Why is $\varepsilon_1$ not smaller?

Question

I'm thinking that $\varepsilon_1$ could in theory be $lim[\omega+1,\omega^{\omega+1},\omega^{\omega^{\omega+1}},...]. $

This, in my opinion, would be smaller than the normal definition of $\varepsilon_1$

Answer 1

If $\alpha$ is properly smaller than $\varepsilon_0$, $\omega^\alpha$ is again properly smaller than $\varepsilon_0$; so this limit can be, at most, $\varepsilon_0$.

Since $\omega^\alpha$ is strictly monotone in $\alpha$, then as Noah says in the comments, every term in the "usual" sequence of powers of $\omega$ is less than or equal to the corresponding term in the sequence you describe; so the limit is greater than or equal to $\varepsilon_0$.

Taking these facts together, the limit of your sequence is again $\varepsilon_0$.

Answer 2

Your definition does indeed correspond to an $\varepsilon$-number.
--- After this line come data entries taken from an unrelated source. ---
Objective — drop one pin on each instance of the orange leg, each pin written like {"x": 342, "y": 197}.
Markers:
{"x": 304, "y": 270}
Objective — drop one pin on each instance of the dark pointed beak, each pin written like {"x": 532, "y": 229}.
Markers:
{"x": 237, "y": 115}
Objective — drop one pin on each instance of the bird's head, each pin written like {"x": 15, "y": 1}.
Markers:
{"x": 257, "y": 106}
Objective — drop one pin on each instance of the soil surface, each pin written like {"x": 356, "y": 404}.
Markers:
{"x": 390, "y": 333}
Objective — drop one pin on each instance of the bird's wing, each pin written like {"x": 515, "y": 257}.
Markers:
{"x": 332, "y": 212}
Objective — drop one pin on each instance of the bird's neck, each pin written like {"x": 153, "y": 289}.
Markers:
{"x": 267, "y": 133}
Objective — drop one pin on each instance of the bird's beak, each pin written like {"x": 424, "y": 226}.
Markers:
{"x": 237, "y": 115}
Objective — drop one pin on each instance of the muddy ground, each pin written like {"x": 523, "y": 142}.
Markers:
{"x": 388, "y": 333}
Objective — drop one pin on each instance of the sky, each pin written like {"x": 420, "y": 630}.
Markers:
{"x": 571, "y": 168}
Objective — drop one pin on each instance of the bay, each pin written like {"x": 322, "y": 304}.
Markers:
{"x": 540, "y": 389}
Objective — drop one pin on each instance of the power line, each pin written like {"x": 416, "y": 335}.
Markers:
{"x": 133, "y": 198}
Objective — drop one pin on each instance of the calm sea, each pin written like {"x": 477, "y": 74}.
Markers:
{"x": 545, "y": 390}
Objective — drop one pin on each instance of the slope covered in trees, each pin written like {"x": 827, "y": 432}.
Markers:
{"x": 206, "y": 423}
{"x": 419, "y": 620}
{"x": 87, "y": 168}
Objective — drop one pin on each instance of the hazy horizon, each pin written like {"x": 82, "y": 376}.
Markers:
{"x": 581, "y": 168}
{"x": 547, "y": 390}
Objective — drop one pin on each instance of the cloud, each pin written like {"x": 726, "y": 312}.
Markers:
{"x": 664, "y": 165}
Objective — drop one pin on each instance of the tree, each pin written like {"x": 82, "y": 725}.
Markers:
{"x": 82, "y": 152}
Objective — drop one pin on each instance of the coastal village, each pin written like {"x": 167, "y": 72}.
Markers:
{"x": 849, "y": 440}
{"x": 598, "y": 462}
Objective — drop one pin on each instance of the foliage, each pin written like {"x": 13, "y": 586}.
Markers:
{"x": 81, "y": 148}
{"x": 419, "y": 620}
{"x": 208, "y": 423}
However, it's not $\varepsilon_1$ - it's just a different definition of $\varepsilon_0$. Specifically, note that we have $$\omega<\omega+1<\omega^\omega<\omega^{\omega+1}<\omega^{\omega^\omega}<\omega^{\omega^{\omega+1}}<...$$ That is, the two sequences $\langle\omega,\omega^\omega,\omega^{\omega^\omega},...\rangle$ and $\langle \omega+1,\omega^{\omega+1}, \omega^{\omega^{\omega+1}}, ...\rangle$ "dovetail" and hence have the same limit (namely, $\varepsilon_0$).

This sort of dovetailing rules out a lot of seemingly-plausible ways to describe $\varepsilon_1$ as a "small" ordinal - the twin requirements of $\varepsilon$-number-ness and being strictly bigger than $\varepsilon_0$ wind up making $\varepsilon_1$ quite large indeed.